Concerns regarding to Economic Power:

  • Undercutting this trajectory are major concerns regarding the existing capacity and ability of the state to fully harness the country’s total economic potential.
  • Currently, the country’s infrastructure is not able to sufficiently support the energy, trade and business needs, which is affecting domestic production and impacting foreign direct investment.
  • Tax collection is very low, with only around 3 per cent of the population paying any taxes at all, while job creation has not been able to keep up with the one million new people entering the workforce Each Month.

Military Power:

  • India is a large and expanding military power, whose spending amounted to $66.5 billion in 2018, placing it fifth globally after the US, China, Saudi Arabia and Russia.
  • As the world’s largest arms importer for virtually the last three decades, and with major arms deals and purchases pencilled in across the next decade, analysts commonly project that India will rank third militarily in the world by 2030.
  • Such capabilities are enabling an ever-greater strategic reach in terms of the country’s energy security and trade security needs.

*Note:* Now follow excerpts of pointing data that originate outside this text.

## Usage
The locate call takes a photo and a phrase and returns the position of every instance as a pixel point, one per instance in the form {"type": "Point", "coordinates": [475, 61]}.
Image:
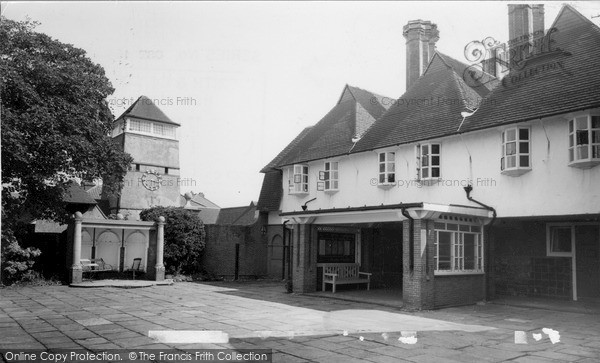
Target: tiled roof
{"type": "Point", "coordinates": [75, 194]}
{"type": "Point", "coordinates": [95, 192]}
{"type": "Point", "coordinates": [286, 150]}
{"type": "Point", "coordinates": [271, 192]}
{"type": "Point", "coordinates": [145, 109]}
{"type": "Point", "coordinates": [549, 91]}
{"type": "Point", "coordinates": [238, 216]}
{"type": "Point", "coordinates": [430, 108]}
{"type": "Point", "coordinates": [200, 200]}
{"type": "Point", "coordinates": [372, 102]}
{"type": "Point", "coordinates": [481, 82]}
{"type": "Point", "coordinates": [333, 134]}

Concerns Regarding Military Power:

  • While these resources are expanding — India has one of the world’s largest standing armies — they are mostly used for internal security concerns to counteract separatist movements in Jammu and Kashmir, Assam, Meghalaya, and Manipur.
  • Such deployments underline the major territorial threats India faces, with 84,000 sq. km of Arunachal Pradesh and 38,000 sq. km of Aksai Chin being contested by China, while Pakistan and China together maintain claims on 2,22,000 sq. km of Jammu and Kashmir.
  • These claims represent over 11 per cent of India’s landmass. Separatism, insurgency, and communal violence have resulted in the deaths of 65,500 citizens, security personnel, and terrorists/separatists between 1994 and 2015.

Demographic Potential:

  • Both India’s economic and military power are further amplified by factors such as the size of the population (second globally, and set to be the biggest by 2030) and territory (the seventh largest globally), which underscore its potential to maintain and improve its current global ranking.
  • In particular, demographically, India’s population is far younger than the US’s or China’s (and indeed the European Union’s), pointing to a potentially larger workforce with which to sustain its upward trajectory for decades to come, and hence, its economic and military prowess.

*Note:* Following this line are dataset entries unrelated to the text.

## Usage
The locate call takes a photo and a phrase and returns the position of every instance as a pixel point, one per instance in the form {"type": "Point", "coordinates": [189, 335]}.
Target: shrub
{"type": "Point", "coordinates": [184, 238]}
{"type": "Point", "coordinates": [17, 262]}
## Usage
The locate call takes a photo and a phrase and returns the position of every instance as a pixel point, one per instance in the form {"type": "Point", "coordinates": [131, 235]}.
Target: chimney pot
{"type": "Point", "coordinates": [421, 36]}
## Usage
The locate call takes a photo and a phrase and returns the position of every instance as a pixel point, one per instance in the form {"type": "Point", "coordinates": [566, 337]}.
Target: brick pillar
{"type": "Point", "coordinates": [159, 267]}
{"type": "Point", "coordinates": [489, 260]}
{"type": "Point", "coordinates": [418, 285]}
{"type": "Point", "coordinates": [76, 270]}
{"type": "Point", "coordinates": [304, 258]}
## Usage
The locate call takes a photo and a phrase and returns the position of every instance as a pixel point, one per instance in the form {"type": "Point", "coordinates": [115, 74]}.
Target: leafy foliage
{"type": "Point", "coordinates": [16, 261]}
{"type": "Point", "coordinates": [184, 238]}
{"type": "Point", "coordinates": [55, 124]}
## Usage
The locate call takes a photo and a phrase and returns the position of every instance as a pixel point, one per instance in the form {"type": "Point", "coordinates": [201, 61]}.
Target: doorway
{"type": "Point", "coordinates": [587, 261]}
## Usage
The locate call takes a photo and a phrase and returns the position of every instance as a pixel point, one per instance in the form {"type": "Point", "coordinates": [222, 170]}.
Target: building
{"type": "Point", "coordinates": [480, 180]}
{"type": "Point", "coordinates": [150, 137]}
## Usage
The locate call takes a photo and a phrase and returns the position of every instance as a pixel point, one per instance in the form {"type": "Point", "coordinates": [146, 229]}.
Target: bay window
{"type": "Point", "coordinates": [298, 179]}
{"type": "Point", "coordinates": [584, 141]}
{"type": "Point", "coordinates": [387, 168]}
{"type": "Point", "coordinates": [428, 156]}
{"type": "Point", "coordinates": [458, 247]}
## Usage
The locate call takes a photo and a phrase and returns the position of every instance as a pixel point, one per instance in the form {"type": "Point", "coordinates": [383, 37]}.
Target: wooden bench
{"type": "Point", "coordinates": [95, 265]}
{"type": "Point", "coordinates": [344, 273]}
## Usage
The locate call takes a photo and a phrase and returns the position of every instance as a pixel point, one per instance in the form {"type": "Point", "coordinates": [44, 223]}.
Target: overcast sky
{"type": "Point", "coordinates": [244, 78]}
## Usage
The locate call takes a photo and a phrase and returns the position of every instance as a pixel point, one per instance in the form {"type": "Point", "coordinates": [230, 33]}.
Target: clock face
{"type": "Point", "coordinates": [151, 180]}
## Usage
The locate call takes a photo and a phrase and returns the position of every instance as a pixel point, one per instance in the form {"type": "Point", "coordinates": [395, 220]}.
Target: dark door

Concerns regarding Demography and Democracy:

  • Such demographic strengths suffer, however, from underdeveloped resources with which to fully harness their potential, with education and health provisions too weak to fully enable the prospective gains of such a large and youthful population.
  • In the longer term, India will also need enhanced housing and pensions system to cater for its elderly population.
    Although India is the world’s largest democracy (with an electorate of 900 million in 2019), the state does not appropriately defend minority, caste, and women’s rights, and has under-functioning institutions undercut by human rights abuses, corruption, and a reduced adherence to secularism.

Soft Power:

  • Beyond the material realm, India also possesses enviable major soft power repositories in the form of Bollywood, cuisine, cricket, and its claims as the birthplace of yoga (to name but a few).As an increasingly recognised global brand, this again places the country in the upper echelons of world power that is potentially akin in the longer run to the US and China.

Roadblocks in Progress:

  • Economically, the country is not yet a major pivot upon which the world relies, currently ranking as only the world’s 19th largest exporter and 11th highest importer.
  • Militarily, not withstanding its high contributions to UN peacekeeping operations (usually the world’s third or fourth highest), it lacks the ability or volition to project this power in the interests of international security and is hamstrung by domestic security concerns.
  • It is also outweighing the strong domestic — and evermore nationalist-fuelled — belief that India is a country of great power standing. Not having a permanent veto seat on the UN Security Council appears to be the best example in this regard, whereby India’s latent strength is not yet formally consecrated by others.

Conclusion:

  • Regardless, as India’s largely benign rise continues, perhaps greater domestic patience and international accommodation are needed to better appreciate the challenges and issues that will mark it out as a 21st century great power.
  • Such political space and accommodation will be to both India’s and the wider system’s advantage.